De Nederlandse huizenprijzen zijn de afgelopen jaren enorm gestegen. Een wooncrisis wordt er geroepen. Maar is er daadwerkelijke sprake van oververhitting, met andere woorden: is de stijging exorbitant en onverklaarbaar? Of is de stijging tamelijk rationeel uit te leggen en is het bijvoorbeeld mogelijk dat de prijzen nog verder gaan stijgen?

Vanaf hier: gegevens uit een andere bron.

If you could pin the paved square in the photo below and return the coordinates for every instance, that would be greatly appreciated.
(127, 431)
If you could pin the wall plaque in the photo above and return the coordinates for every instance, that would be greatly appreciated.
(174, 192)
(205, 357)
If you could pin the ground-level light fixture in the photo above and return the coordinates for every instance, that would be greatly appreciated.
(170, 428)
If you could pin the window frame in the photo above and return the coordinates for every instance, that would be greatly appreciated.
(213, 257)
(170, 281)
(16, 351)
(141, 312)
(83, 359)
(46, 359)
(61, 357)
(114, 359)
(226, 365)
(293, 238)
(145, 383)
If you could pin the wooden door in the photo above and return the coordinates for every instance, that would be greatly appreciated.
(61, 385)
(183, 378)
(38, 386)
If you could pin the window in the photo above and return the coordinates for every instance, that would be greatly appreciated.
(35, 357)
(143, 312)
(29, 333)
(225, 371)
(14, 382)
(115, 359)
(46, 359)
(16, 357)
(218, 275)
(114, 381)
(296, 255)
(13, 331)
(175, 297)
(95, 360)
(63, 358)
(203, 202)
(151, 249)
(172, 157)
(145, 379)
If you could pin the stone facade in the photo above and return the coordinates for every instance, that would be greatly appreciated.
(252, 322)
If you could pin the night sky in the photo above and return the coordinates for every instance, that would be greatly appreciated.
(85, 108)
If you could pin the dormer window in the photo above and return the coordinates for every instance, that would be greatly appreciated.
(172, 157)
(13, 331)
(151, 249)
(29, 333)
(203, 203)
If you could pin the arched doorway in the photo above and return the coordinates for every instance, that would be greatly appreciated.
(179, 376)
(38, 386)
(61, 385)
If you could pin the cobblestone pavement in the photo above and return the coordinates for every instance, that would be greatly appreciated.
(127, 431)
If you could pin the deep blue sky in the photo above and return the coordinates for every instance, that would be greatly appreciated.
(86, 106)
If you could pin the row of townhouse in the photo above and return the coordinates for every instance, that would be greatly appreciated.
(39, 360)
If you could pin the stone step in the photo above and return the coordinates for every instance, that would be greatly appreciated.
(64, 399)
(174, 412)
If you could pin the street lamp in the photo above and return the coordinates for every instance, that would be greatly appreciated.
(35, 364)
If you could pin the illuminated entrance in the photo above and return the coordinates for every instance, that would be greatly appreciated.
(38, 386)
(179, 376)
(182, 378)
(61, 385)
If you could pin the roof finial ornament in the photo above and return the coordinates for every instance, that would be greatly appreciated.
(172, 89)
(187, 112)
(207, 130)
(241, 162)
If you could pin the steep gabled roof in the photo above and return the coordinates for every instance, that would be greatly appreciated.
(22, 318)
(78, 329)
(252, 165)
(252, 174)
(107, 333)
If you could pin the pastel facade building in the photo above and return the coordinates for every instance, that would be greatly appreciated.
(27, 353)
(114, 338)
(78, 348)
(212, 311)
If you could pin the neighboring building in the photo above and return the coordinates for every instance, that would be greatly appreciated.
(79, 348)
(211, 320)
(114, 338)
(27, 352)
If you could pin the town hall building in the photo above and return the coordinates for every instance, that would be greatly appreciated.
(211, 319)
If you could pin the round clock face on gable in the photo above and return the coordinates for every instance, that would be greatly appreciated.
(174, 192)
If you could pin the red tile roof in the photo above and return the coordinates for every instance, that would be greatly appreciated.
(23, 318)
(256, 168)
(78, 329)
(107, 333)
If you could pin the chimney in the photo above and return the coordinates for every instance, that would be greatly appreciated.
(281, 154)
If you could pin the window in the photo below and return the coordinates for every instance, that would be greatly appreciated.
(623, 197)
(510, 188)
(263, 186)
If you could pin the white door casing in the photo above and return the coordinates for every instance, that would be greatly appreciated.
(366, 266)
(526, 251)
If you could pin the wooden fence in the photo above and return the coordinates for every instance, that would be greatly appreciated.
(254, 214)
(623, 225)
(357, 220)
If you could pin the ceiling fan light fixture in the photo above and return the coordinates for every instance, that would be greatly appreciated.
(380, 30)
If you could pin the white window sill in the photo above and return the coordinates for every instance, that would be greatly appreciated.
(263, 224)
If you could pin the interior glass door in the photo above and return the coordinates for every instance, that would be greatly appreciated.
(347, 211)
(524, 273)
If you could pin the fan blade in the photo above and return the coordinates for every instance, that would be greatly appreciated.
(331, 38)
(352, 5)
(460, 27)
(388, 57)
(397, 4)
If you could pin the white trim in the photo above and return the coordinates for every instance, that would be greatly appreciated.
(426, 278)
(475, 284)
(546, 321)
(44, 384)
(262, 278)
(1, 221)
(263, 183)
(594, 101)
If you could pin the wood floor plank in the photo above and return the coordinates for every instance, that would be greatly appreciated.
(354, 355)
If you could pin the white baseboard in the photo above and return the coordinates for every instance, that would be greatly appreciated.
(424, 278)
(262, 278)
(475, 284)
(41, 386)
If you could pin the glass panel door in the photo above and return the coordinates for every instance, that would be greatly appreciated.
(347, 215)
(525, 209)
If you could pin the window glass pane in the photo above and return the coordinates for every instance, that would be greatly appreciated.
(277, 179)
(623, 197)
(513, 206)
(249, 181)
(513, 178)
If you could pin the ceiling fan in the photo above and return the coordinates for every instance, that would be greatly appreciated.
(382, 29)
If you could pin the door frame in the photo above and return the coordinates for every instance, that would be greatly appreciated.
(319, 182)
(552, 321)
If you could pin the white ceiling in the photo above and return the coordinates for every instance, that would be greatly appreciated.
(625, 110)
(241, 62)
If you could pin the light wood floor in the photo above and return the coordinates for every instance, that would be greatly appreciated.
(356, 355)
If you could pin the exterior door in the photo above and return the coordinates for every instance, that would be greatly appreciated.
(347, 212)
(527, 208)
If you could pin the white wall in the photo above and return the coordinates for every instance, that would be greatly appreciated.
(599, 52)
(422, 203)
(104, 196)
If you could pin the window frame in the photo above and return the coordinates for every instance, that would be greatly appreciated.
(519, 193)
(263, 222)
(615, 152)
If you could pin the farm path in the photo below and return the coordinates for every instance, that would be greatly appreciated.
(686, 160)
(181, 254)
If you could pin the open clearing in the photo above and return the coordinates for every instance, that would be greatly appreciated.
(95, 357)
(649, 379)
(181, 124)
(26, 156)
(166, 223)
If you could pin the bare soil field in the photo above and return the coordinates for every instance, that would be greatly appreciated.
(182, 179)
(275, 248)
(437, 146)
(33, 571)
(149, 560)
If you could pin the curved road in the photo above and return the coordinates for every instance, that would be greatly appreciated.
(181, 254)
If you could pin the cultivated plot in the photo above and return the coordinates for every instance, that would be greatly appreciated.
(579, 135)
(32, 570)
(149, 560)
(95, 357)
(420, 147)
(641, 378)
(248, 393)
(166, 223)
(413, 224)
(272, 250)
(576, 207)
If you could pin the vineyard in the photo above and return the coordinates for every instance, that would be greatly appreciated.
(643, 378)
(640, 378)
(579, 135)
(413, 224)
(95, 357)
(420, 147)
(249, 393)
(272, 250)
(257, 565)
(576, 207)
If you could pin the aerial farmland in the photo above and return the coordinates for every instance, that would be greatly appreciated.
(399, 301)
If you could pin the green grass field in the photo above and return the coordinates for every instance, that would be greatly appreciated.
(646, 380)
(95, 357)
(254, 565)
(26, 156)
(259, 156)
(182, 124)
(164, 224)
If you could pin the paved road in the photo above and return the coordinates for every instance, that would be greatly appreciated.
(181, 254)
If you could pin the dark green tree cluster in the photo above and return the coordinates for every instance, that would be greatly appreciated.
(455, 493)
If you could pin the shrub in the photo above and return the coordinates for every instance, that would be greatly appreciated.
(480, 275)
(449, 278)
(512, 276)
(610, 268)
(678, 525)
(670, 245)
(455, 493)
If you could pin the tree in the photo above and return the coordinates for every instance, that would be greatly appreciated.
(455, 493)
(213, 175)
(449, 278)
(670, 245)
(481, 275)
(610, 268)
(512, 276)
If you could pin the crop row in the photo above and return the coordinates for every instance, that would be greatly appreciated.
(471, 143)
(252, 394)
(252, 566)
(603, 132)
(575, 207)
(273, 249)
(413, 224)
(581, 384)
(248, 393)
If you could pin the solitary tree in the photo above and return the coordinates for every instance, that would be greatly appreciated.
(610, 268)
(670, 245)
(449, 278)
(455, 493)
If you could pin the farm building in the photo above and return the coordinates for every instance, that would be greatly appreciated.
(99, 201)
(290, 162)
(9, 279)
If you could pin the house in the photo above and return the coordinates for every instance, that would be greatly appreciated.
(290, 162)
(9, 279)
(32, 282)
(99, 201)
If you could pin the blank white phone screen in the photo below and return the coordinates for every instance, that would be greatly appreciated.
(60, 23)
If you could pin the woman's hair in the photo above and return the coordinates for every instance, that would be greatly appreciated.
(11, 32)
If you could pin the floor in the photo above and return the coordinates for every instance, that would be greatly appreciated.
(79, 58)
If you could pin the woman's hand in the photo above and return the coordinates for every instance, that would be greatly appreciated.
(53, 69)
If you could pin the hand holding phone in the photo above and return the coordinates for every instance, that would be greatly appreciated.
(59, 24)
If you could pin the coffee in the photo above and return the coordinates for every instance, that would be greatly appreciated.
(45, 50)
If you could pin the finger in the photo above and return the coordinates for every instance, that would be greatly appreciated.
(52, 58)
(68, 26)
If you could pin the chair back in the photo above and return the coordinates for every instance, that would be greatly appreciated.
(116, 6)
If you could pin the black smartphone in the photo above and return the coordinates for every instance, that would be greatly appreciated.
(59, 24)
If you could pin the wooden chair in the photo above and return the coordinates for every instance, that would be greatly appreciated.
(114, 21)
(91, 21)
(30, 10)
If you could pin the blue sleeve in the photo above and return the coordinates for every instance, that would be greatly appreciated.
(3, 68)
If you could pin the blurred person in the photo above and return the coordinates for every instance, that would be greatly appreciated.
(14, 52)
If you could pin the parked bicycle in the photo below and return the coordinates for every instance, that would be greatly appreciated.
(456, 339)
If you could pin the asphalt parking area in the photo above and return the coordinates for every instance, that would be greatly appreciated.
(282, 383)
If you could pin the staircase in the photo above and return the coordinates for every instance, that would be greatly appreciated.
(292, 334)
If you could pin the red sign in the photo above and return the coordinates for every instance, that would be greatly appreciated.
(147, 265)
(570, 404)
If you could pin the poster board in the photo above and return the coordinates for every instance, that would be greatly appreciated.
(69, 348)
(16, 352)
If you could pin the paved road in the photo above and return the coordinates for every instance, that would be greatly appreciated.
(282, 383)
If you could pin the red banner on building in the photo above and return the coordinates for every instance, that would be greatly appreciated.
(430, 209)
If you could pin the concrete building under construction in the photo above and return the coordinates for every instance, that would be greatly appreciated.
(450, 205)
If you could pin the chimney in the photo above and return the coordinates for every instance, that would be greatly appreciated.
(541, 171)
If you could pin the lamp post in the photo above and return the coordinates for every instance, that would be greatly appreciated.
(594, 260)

Om met het laatste te beginnen: dat is heel goed mogelijk. Dat schrijven economen van RaboResearch in het zojuist verschenen Kwartaalbericht Woningmarkt. Dit jaar zullen de prijzen gemiddeld 14,4 procent stijgen. Dat is bijna dubbel zo hard als in 2020, toen de prijzen gemiddeld 7,8 procent toenamen. Ook volgend jaar blijft de prijsgroei vermoedelijk hoog met een verwachte plus van nog eens 11,5 procent. Bij elkaar betekent het dat een gemiddeld gekocht huis in slechts twee jaar tijd 28 procent – meer dan 90.000 euro – duurder wordt. In hun juniraming gingen de Rabo-economen nog uit van een stijging met een kleine 11 procent in 2021, gevolgd door een verdere toename van 4,6 procent in 2022. Woningmarkteconoom Stefan Groot licht de bijstelling toe: “Sindsdien zijn de huizenprijsstijgingen verder versneld. Bovendien herstelt de Nederlandse economie sneller dan verwacht van de coronacrisis, en zijn de vooruitzichten voor de werkloosheid afgelopen maanden verder verbeterd. Ook voorzien we dat de kapitaalmarktrentes, die van invloed zijn op de hypotheekrentes, langer laag zullen blijven dan waar we in juni van uitgingen.”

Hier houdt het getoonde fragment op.